Los alimentos que producen reacciones adversas con mayor frecuencia en los pacientes con enfermedad de Crohn son la caseína (proteína presente en los lácteos), el gluten (proteínas presentes en el trigo, la cebada, el centeno, la avena y todas sus especies e híbridos), el trigo, el maíz, la levadura, y algunas frutas y vegetales. Las dos dietas que han demostrado más eficacia en el control de los síntomas son la dieta sin gluten y la dieta baja en ciertas sustancias llamada FODMA

La toma de suplementos de vitaminas y minerales es de utilidad para aliviar los síntomas durante los brotes de la enfermedad y/o inducir su remisión. Particularmente, la deficiencia de vitamina D parece contribuir al desarrollo y progresión de la enfermedad de Crohn. La suplementación con calcio se ha cuestionado recientemente debido a los resultados de varios estudios que la relacionan con calcificaciones arteriales y un meta-análisis que mostró que dosis de suplementos de calcio superiores a 500 mg/día se asociaron con un mayor riesgo de infarto de miocardio.

Los glucocorticoides se suelen emplear en los brotes agudos, y los inmunosupresores como la azatioprina, la mercaptopurina o el metotrexato, para mantener el efecto a largo plazo. Últimamente se han desarrollado las llamadas terapias biológicas, como el infliximab y el adalimumab, que consiguen detener la inflamación, a veces de manera importante, aunque no son necesarias en todos los pacientes.

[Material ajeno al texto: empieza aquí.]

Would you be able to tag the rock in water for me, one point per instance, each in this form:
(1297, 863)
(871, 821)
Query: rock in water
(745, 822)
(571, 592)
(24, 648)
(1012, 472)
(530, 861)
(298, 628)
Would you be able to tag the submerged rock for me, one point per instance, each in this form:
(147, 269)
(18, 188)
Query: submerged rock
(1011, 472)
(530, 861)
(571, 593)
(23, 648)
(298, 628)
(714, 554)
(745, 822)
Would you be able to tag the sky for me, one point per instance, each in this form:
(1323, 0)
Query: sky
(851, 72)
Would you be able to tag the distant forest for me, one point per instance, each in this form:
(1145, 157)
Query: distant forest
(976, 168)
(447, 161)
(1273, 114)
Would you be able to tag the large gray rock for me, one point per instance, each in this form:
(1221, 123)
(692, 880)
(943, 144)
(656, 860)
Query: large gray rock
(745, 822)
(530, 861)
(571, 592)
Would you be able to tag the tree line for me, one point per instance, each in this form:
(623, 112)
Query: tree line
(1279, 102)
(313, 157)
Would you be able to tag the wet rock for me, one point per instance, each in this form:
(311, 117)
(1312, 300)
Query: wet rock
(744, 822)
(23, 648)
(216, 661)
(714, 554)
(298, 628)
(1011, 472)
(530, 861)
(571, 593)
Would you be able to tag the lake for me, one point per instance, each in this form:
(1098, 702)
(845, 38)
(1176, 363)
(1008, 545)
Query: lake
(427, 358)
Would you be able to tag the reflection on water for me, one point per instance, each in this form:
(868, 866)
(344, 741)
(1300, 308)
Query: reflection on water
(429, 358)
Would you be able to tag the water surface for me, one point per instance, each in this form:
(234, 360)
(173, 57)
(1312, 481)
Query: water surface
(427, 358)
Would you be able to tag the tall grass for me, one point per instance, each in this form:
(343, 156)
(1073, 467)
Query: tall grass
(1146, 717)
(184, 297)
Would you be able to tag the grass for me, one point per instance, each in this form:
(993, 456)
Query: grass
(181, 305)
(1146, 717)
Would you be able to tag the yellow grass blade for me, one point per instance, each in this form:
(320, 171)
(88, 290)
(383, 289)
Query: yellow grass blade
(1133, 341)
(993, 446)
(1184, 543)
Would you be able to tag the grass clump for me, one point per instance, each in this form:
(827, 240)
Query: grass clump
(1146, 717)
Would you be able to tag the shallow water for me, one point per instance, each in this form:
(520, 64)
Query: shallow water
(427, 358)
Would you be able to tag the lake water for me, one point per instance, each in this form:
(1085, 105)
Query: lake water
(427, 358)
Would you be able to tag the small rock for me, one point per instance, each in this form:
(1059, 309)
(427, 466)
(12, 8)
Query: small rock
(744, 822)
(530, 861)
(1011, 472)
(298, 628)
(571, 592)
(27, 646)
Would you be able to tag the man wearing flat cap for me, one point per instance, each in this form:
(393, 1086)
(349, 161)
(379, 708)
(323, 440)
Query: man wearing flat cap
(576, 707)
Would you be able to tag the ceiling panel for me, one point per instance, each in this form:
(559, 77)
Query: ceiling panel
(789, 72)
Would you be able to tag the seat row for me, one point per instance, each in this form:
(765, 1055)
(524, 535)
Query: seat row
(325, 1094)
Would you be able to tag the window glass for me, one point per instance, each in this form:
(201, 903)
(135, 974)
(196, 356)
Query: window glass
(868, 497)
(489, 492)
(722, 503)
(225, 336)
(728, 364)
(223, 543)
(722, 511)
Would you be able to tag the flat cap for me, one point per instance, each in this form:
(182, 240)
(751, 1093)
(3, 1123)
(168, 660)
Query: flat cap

En otras ocasiones convendrá acudir a cirugía. Consiste en extirpar la parte de intestino afectada y la persona queda libre de síntomas a corto plazo. Esta operación nunca es curativa, ya que en la mayoría de los casos la inflamación reaparece cerca del lugar de la cirugía. El uso de antiinflamatorios puede retrasar la recurrencia de la inflamación. Hay casos en que los pacientes han durado hasta más de 15 años sin síntomas.

Hemos de saber que, en personas con malabsorción grave y marcada pérdida de peso, la suplementaciónmediante nutrición enteral puede ser beneficiosa

4. ¿Cuál es el pronóstico?

La enfermedad no es curable pero sí controlable. Debemos de saber que el fumar tabaco incrementa la severidad y la velocidad de avance de la enfermedad de Crohn; respecto de la dieta, aquellas que contienen bajas cargas antigénicas significan una regresión y alivio de las manifestaciones de la enfermedad en niños. No hay estudios categóricos en cuanto a la existencia de otras interacciones entre la dieta y la enfermedad de Crohn. Respecto de la microbiota, la disminución de firmicutes (especialmente Faecalibacterium prausnitzii) y de los bacteroides spp se asocia con la enfermedad de Crohn.